April 09, 2008

Enhancement: Yes, People Like It

Enhance yesA survey done by Aftonbladet in regards to my article showed 62.5% of the respondents thought we had a right to change our bodies.

Nature did an informal survey of reader's views on cognition enhancing drugs. About 80% thought enhancement of healthy people is OK and 69% thought mild side effects were acceptable. About 20% of the respondents had used metylphenidate, modafinil or beta blockers. No real age effect (which is odd or show that enhancement use is completely uncorrelated with stimulant use, which I doubt). About half experienced unpleasant side effects (and stopped using them for this reason), but there was no correlation with frequency of use. About a third were bought from the Internet, 52% was prescription drugs (and this demonstrates that as long as there are valid therapeutic uses there will be ways of getting them for people with social capital - banning overt enhancement will not affect this group much). People were understandbly less eager to allow children to use them, but thought there may be a pressure on parents to do so anyway.

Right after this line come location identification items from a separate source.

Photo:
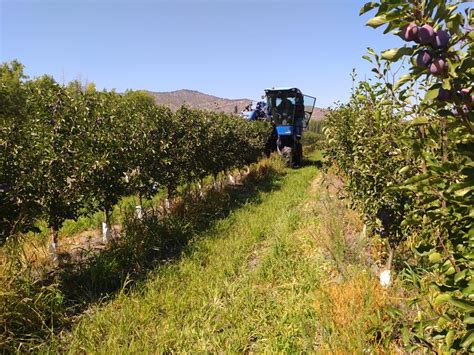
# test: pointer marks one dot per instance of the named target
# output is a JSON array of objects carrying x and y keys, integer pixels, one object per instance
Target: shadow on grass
[{"x": 157, "y": 239}]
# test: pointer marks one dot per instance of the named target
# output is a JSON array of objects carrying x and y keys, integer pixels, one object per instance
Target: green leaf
[
  {"x": 367, "y": 7},
  {"x": 419, "y": 121},
  {"x": 395, "y": 54},
  {"x": 431, "y": 94},
  {"x": 468, "y": 339},
  {"x": 464, "y": 305},
  {"x": 450, "y": 338},
  {"x": 377, "y": 21},
  {"x": 402, "y": 80}
]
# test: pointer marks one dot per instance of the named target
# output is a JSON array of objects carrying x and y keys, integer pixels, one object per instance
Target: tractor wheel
[
  {"x": 298, "y": 155},
  {"x": 287, "y": 154}
]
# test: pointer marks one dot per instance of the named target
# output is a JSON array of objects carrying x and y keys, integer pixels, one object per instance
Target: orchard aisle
[{"x": 247, "y": 285}]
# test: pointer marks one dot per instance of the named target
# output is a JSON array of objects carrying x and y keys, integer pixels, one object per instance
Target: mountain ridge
[{"x": 196, "y": 99}]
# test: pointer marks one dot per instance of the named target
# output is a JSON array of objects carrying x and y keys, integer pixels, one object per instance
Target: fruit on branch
[
  {"x": 444, "y": 95},
  {"x": 426, "y": 34},
  {"x": 409, "y": 32},
  {"x": 424, "y": 59},
  {"x": 438, "y": 67},
  {"x": 440, "y": 39}
]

Neither survey is very scientific, and we can expect hefty biases - especially the Nature result is biased towards international academics who have thought about cognition enhancement (for example because they use it). But I think they show that we are seeing a normalisation of it.

Nature also had a nice editorial Defining 'natural' about the ethical irrelevance of yuck reactions to the male pregnancy story (and the enhancers). It concludes:

"Ultimately, our visceral concept of what is 'natural' depends on what we are used to, and will continue to evolve as technology does."

So there you have it, morphological freedom is on the move in both Nature and Aftonbladet.